Deciduous trees drop their leaves to conserve the energy and protect themselves in winters, for the cold dry winds in tropical regions take the moisture away from trees through leaves with a large surface area and risk the endurance of the tree. Therefore, to conserve moisture and reduce the amount of energy required to stay alive in winters, deciduous trees shed their leaves in autumn.

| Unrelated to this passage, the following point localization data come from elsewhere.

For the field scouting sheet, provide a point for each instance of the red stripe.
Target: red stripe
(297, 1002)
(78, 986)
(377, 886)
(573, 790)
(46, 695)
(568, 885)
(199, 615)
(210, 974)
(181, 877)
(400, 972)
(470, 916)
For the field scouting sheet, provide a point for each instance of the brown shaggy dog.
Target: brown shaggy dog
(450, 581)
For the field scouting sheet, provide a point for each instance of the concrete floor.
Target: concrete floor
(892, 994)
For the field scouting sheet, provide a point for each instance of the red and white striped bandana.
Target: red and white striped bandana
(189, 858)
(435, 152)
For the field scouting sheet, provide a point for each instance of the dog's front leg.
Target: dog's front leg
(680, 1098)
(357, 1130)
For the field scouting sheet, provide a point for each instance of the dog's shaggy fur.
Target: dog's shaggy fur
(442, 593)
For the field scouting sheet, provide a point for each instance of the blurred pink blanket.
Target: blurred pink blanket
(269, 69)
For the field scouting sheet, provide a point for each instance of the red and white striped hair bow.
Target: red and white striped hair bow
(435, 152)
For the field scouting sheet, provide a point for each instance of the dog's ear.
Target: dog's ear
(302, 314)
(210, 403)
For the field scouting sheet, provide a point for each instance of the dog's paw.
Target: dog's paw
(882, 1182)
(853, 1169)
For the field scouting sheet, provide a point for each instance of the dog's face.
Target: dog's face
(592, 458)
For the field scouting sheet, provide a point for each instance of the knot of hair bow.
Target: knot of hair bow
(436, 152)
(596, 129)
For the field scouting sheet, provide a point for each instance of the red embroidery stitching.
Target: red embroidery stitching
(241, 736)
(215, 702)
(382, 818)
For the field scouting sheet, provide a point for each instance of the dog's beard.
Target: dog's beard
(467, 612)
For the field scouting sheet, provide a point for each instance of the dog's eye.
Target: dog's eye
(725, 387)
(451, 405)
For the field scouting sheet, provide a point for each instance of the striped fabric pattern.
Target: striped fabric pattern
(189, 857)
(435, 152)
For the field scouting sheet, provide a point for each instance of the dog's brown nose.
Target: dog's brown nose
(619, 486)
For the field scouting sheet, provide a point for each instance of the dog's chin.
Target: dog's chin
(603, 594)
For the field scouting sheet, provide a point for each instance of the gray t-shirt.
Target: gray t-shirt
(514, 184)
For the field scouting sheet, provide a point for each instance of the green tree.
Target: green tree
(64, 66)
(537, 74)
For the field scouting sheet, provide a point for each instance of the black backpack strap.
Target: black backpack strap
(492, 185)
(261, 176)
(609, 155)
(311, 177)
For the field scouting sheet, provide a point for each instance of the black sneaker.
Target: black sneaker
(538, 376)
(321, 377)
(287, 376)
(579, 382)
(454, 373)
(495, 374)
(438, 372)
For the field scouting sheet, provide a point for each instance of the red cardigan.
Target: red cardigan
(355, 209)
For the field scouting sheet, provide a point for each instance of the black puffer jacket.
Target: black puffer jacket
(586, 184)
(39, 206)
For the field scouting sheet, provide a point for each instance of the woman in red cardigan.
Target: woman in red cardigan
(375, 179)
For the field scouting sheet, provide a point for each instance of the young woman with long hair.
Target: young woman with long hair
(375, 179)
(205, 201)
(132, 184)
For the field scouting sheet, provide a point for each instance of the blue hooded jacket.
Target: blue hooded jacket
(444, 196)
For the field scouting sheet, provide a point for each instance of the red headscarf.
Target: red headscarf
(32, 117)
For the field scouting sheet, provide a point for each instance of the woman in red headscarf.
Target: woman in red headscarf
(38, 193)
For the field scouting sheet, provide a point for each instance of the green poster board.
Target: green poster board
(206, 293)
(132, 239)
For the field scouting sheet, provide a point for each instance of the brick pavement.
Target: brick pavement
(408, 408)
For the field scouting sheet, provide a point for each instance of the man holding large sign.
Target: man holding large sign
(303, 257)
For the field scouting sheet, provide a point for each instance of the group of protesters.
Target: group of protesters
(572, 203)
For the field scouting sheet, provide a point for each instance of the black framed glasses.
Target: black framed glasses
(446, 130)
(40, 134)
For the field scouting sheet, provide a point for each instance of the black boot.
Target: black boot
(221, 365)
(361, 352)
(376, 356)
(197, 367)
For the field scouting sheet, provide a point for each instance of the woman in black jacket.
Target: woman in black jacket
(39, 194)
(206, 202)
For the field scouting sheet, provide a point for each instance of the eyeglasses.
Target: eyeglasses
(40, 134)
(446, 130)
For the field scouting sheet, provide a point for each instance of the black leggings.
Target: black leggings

To drop the leaves, deciduous tree starts extracting essential pigments, such as chlorophyll, from leaves to form a thin layer of dead cells at the base of the stem, which gradually detaches the leaf from the stalk and finally drops on the floor by the end of the autumn.
In winters, the day time starts decreasing, the nights become longer and the sun remains behind the clouds most of the time, leaving little scope for photosynthesis and generate adequate energy to keep the leaves intact in frosty atmosphere. After, the leaves fall onto the ground, they create a layer of protective mulch to conserve moisture, insulate roots, improve the fertility of the soil and provide vital nutrients to help the tree remain in good shape throughout the winters.